Trust and leadership: CEOs divided over whether future economic growth will benefit the many or the few
Echoing the theme of the World Economic Forum this year, CEOs acknowledge that we live in a fractured world. They are divided over whether future economic growth will benefit the many or the few. They see the world moving towards new, multifaceted metrics to measure future prosperity.
Bob Moritz, Chairman, PwC comments:
“The higher levels of CEO concern about broader societal threats underlines how companies are navigating an increasingly fractured world. CEOs across every region and country that we spoke to recognise that the old ways of measuring growth and profit won’t work alone for the future. Particularly in the context of the Sustainable Development Goals, we’re likely to see more work developing and defining metrics that capture and communicate an organisation’s purpose in a way that is relevant to businesses’ stakeholders in the coming years.”
Examining the key challenges to trust for businesses, CEOs admit that delivering results in shorter periods of time (60%) is the main challenge. However, following this, there is a significant shift with the majority reporting higher levels of pressure to hold individual leaders to account (59%), including for misconduct. Over a third report more pressure from employees and customers to take political and social stances (38%) in public.
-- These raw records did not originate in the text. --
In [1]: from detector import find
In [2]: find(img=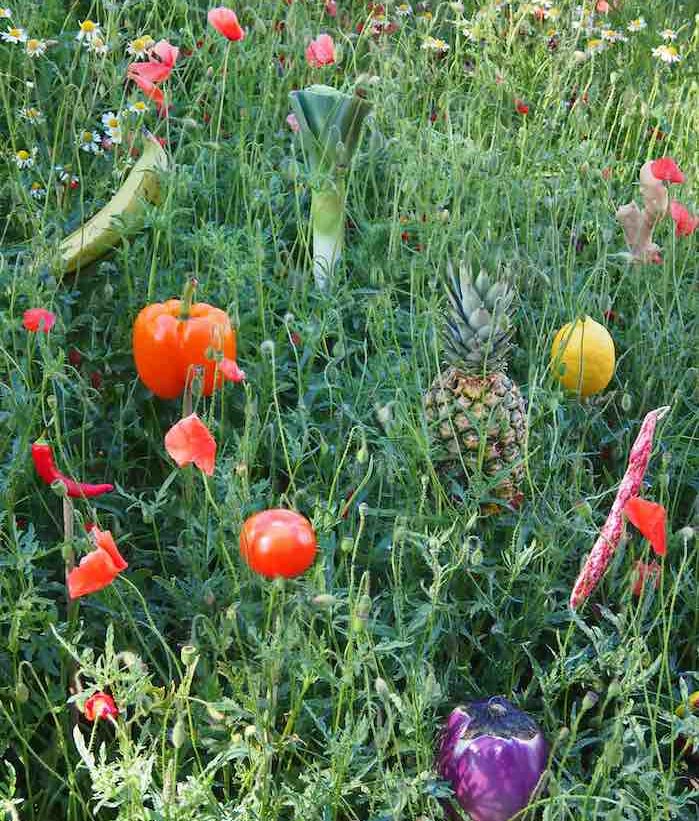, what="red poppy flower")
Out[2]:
[83,692,119,721]
[165,413,216,476]
[631,559,660,596]
[306,34,335,68]
[624,496,667,556]
[207,6,245,42]
[129,74,167,117]
[670,200,699,237]
[68,527,128,599]
[650,157,684,183]
[126,40,180,83]
[22,308,56,334]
In the Banking and Capital Market (65%), Healthcare (65%) and Technology sectors (59%), the profile of leadership accountability was higher than average. So too were expectations in the US (70%), Brazil (67%), and the UK (63%). High-profile debates on diversity, immigration, social inclusion and pay equity have raised employees’ expectations of leadership to engage in political and social issues, particularly in the US (51%), China (41%) and the UK (38%).